Our virtual ward is a different and exciting way of providing clinical care and we’re looking to extend the model to the young people who use our paediatric services as well as adults with respiratory disorders.

Patients with mental health needs

The average length of stay in our A&Es for those waiting for a mental health service is now more than a day. In September we had 346 such patients, 62 of whom (up from 41 in August) waited more than 36 hours to leave our Trust and move to a service better equipped to look after them. I’m grateful to Channel 4 News for spending time at King George Hospital and highlighting this crisis in mental health provision.

NELFT, our local mental health and community trust, are opening 10 additional mental health treatment beds and two beds for patients with learning disabilities. They are also running pilots where they’re placing mental health practitioners in our A&Es to see if patients can be diverted away from us, as they arrive, to a service that is more appropriate to their needs.

The coming months

I began my report in an optimistic vein and I end on a note of caution. Winter is never easy in the NHS and this year it will challenge our ongoing efforts to turn the organisation into a high performing one.

I am very conscious of the strain the coming months will place on colleagues and I’m encouraging them to use the annual NHS Staff Survey to tell us what it’s like to be employed here, so we can improve. I’m also hosting ‘Have a brew with Matthew’ - monthly sessions where staff can have a cup of tea with me (without booking an appointment in advance) and tell me what’s on their mind.

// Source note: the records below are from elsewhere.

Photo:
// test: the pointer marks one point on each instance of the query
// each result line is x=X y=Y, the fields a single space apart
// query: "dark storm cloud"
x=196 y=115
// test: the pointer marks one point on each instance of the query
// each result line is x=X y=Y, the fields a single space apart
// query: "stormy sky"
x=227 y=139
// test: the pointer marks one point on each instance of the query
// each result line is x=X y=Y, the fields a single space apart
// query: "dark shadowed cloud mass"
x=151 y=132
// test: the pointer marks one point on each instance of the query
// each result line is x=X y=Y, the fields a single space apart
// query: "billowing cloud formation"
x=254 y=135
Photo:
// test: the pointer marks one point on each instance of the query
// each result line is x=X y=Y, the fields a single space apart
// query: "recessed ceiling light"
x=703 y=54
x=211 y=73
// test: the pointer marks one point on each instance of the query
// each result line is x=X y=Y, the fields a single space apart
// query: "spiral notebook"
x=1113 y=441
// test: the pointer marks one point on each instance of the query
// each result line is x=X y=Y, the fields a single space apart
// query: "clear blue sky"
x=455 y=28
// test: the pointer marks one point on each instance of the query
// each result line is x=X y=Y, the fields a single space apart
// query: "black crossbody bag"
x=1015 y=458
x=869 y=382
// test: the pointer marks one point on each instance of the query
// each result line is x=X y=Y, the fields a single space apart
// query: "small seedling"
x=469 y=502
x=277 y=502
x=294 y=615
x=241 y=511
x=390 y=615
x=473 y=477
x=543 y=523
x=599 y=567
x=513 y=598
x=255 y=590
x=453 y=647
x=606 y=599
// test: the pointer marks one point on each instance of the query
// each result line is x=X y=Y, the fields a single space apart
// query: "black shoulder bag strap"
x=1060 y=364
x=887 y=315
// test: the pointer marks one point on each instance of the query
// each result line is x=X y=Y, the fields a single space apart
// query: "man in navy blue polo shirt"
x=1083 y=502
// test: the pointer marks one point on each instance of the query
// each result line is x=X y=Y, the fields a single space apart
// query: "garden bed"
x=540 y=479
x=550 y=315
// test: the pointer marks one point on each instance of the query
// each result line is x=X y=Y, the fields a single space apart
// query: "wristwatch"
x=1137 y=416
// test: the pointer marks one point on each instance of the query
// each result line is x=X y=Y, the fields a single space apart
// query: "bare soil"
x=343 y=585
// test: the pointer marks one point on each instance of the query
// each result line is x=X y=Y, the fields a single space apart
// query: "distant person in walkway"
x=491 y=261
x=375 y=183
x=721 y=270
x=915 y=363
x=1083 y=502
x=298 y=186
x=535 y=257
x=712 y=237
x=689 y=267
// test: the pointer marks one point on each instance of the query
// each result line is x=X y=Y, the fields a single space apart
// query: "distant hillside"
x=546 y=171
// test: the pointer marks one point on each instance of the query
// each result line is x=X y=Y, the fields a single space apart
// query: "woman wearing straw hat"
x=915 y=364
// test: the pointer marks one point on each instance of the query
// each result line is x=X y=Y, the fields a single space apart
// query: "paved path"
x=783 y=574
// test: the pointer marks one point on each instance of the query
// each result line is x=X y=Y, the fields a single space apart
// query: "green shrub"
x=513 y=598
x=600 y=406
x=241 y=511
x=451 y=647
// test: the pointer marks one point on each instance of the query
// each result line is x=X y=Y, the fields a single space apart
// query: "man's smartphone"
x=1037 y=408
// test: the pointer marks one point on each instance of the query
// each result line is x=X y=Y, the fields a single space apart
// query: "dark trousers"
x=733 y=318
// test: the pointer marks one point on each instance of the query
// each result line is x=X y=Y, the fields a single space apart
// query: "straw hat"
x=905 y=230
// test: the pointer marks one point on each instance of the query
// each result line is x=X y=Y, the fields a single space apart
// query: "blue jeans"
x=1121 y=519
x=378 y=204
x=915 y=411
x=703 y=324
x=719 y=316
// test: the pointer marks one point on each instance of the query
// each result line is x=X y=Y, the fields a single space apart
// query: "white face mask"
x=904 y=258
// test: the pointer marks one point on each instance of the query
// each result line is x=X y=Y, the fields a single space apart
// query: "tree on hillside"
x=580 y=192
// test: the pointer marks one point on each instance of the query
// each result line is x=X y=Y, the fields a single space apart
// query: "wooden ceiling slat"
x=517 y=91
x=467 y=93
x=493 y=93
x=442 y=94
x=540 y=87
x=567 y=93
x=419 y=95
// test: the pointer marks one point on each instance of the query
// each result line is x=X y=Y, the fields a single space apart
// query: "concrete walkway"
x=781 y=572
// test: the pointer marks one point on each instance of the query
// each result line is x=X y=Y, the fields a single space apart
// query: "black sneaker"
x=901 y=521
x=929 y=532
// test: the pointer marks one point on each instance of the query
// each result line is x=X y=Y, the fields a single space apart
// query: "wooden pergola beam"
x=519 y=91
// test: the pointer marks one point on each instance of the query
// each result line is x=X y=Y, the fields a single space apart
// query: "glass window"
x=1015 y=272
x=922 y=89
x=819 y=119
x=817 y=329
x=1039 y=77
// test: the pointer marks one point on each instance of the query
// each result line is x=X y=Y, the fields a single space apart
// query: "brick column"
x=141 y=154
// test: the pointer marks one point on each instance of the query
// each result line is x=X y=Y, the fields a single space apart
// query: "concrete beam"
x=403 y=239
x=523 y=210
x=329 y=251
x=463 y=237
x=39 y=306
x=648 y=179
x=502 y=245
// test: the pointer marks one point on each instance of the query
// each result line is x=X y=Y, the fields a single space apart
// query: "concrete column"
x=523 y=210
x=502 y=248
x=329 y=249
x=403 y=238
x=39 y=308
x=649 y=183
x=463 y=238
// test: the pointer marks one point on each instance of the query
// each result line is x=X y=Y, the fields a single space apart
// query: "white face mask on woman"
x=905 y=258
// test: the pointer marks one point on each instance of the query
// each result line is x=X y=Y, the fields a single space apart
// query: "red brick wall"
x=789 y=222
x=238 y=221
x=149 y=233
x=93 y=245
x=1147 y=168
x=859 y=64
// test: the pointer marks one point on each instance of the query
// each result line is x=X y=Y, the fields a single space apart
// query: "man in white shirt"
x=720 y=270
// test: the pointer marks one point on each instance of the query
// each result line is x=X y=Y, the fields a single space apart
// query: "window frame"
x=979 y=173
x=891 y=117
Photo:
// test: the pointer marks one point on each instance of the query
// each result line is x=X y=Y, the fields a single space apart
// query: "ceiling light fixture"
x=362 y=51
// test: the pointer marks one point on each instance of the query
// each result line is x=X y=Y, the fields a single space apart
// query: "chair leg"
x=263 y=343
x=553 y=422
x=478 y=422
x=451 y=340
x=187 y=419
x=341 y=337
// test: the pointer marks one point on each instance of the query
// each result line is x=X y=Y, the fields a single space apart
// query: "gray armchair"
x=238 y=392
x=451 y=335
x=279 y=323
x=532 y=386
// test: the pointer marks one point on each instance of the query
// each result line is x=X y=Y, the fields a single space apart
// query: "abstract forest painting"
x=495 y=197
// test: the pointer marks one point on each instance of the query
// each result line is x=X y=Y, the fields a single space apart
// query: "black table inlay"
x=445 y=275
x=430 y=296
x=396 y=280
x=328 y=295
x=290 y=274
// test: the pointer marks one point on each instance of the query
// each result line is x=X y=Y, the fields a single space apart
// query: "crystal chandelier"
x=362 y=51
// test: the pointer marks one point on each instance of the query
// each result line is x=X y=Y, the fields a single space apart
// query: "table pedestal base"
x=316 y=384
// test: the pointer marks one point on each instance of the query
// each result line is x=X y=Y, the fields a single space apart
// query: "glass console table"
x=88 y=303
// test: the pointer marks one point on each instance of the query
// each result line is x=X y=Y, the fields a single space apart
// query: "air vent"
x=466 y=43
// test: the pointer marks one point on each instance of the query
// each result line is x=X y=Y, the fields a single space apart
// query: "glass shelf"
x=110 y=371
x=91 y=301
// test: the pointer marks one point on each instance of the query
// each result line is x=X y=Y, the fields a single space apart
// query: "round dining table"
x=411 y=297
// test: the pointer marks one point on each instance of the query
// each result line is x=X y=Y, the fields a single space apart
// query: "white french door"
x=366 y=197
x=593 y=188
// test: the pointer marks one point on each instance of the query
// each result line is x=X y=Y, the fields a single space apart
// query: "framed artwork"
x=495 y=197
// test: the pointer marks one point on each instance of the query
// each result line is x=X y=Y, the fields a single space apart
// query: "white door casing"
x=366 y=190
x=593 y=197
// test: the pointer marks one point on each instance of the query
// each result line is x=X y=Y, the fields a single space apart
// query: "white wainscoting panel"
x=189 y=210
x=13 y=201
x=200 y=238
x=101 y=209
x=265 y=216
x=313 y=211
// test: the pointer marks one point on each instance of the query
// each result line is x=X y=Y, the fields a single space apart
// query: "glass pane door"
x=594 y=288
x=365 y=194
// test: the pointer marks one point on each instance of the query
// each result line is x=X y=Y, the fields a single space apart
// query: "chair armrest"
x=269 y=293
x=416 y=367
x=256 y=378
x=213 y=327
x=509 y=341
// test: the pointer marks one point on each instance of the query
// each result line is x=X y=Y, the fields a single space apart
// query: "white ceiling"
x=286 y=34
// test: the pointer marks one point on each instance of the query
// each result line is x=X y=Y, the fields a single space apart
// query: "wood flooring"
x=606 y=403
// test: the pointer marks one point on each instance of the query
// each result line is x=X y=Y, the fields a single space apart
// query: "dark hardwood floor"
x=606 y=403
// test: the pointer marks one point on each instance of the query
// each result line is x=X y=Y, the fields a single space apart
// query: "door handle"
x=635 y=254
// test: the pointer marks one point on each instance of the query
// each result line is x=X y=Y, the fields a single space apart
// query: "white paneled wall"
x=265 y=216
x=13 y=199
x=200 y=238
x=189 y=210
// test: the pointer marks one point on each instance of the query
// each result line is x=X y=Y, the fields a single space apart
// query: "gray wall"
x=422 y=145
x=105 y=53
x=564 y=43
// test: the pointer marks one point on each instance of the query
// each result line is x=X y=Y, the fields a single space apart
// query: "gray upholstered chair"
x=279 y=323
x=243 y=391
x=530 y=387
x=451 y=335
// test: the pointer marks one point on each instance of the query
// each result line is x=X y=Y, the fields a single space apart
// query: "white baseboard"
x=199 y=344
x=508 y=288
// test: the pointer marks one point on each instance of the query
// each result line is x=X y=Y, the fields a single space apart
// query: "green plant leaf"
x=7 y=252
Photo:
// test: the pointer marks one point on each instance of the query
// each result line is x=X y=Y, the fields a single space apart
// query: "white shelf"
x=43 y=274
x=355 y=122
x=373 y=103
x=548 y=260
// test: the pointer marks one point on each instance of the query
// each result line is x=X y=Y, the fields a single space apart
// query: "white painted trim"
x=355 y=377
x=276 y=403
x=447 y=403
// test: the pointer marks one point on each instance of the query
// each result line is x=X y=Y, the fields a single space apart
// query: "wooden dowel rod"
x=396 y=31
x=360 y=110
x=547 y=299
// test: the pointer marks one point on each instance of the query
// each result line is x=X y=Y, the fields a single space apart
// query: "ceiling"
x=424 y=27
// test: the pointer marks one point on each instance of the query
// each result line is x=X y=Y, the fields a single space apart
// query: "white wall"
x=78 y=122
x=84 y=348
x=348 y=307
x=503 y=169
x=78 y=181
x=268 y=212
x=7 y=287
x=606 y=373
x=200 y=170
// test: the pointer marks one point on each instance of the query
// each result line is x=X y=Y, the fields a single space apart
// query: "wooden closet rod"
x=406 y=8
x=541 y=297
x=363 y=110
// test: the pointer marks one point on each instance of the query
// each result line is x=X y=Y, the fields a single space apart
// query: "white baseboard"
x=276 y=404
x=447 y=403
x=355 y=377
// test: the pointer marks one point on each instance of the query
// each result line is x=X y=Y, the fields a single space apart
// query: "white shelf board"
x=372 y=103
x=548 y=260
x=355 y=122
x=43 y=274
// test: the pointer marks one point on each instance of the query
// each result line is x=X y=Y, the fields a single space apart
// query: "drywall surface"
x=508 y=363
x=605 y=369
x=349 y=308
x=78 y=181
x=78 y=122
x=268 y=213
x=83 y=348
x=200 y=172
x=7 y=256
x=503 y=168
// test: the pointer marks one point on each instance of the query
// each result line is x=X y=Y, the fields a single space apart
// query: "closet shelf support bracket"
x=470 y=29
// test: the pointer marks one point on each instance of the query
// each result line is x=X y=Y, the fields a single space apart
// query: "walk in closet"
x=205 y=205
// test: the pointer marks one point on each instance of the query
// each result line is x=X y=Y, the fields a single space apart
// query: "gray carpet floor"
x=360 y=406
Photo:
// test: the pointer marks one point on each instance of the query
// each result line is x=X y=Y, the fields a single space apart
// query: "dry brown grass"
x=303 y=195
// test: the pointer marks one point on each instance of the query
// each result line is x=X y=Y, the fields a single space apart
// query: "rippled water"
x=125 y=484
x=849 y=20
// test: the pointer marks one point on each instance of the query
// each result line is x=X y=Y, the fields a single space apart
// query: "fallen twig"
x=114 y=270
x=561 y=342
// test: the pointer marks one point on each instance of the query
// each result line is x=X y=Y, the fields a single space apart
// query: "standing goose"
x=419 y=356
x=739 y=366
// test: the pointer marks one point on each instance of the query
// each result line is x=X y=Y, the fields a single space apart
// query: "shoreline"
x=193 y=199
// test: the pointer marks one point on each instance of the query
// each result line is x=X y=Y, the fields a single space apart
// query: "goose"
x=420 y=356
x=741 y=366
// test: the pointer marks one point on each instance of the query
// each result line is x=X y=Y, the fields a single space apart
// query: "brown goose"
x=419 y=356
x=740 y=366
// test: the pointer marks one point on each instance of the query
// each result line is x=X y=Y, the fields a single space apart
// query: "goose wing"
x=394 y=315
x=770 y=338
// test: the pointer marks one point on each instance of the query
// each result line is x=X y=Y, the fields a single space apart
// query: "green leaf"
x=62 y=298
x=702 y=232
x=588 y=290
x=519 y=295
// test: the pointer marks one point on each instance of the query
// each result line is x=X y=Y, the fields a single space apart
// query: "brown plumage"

My ability to engage with everyone across our Trust has been greatly helped by our move to Workplace and away from a more traditional intranet. It’s a safe space where, via a desktop computer or their mobile, colleagues can share ideas, ask questions and support one another. More than 80 per cent of staff claimed their accounts in the first year and a significant proportion of them are active on the platform each month.

We’re the only NHS trust in London that is communicating with staff like this and it's just one of the ways we’re trying to make BHRUT a better place to work which, in turn, will improve the care we provide.